What he does see, though, is that African-American students who end up in the deseg program usually have parents who are taking initiative for their children's education.
"But you could also have parents who are very involved and very committed to their local school," he added, "and it's easier to be involved because the school is closer to home. It's fair to say it does require some parent initiative to get into the program. The bottom line is that county schools make an extra effort to get parents involved in the school, and that's a good thing, but it may be more difficult once students get into the program."
Distance considerations are one thing; financial considerations are another. With the Turner case working its way slowly through the courts -- and possible fixes debated in the legislature -- the issue of city students attending any county school, not just those that are still in the deseg program, may be more pressing than ever before.
St. Louis County residents, whether they are school officials or regular taxpayers, have often questioned whether the program is beneficial for the suburban districts. From a purely financial point of view, says Senti, the deal is a good one.

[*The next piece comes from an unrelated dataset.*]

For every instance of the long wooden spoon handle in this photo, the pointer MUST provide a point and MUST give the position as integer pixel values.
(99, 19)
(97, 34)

"It makes economic sense for a school district to take kids," he said, noting the $7,000 payment that comes along with each student. "It also makes social sense to have a good choice program. We thought when we had the settlement agreement if we could get six districts to stay for three years, it would be an amazing thing. Every district stayed in except Ladue, which dropped out immediately.
"It's a combination of people feeling like integration is a good thing, the good will of it, and it making economic sense because it's like an empty seat on an airplane. Mehlville, which is about as far south as you can get, was going to get out of the program, but then they figured out, if we don't keep the program, we're going to have to do a tax increase. So they figured, hmmm, maybe we won't drop out of the program after all."
Glaser, whose background in education was on the financial side before he became head of the deseg program, sees the points that both sides make.
"Just because you put 10 VICC students in a district," he said, "it's not going to really affect any of its costs. As long as you are covering the marginal cost of educating those children, you're not harming that local district.
"I understand where board members are coming from. They are locally elected, and they have to be responsible to the people who voted for them, so they will always have a bias toward their local community, and rightfully so. Some boards are completely supportive and see the benefits of having a more diverse student body, but you're never going to have 100 percent support."
In the end, he added, the program has to be run so that it's best for three separate groups of students: those going from the city to the county, those who attend county districts already and students who remain in city schools.
"All of them are impacted by the program," he said. "If things are not done in an orderly, organized way, you run the risk of adversely affecting all three of them. That's not what you want. You want to positively affect all three."